Comment agir en faveur du désenclavement culturel ? Comment penser les transformations des usages des équipements culturels ? Comment associer les habitants à la construction des politiques culturelles à l’échelle micro-locale ? L’atelier de recherche-action « Écrire Sevran » en est un exemple : élus, architectes, urbanistes et habitants de Sevran sont amenés à se rencontrer et confronter leurs subjectivités respectives. Il est soutenu par l’ambition de faire dialoguer ceux qui transforment la ville et ceux qui expérimentent, matériellement et symboliquement, ces transformations.

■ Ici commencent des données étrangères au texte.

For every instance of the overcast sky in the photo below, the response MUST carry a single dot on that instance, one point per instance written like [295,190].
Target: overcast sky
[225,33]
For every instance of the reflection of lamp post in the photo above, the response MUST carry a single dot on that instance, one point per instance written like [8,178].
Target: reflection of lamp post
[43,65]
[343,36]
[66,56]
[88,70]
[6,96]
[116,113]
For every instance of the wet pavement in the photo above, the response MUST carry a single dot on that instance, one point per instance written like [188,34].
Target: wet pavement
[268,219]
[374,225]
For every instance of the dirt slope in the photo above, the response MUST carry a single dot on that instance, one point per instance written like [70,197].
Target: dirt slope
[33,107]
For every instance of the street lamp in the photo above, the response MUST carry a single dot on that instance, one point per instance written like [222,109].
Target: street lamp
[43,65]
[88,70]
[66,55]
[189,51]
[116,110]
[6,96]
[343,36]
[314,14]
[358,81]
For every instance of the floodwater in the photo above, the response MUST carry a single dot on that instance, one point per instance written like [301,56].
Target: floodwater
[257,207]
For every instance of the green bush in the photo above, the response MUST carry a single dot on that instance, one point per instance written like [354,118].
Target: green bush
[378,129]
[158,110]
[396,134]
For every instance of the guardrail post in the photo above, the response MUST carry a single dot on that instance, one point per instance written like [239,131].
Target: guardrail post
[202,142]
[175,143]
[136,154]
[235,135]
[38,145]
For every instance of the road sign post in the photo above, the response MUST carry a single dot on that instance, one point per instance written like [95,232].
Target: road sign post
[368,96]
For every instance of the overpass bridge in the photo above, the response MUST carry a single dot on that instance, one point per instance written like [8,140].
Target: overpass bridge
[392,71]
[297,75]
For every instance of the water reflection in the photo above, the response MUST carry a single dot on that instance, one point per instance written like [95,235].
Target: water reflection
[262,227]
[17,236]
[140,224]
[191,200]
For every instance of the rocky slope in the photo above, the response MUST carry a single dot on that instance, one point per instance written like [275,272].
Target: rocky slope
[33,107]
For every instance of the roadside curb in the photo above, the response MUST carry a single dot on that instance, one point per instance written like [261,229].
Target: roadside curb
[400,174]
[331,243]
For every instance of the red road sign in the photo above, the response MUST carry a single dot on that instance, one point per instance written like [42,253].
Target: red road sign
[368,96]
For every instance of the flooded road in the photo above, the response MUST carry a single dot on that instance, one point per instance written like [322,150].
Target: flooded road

Ce travail conduit Kaoutar Harchi à publier régulièrement des extraits de son carnet de bord scientifique afin de documenter la fabrique sociologique elle-même, tout en portant une attention particulière à la restitution des résultats en présence des acteurs et des actrices concernées. L’auteure met à profit ce temps de recherche à Sevran, territoire qu’elle connaissait peu, pour en irriguer l’écriture de son quatrième roman, troisième partie d’un triptyque qu’elle souhaite inscrire dans un contexte plus contemporain que les précédents.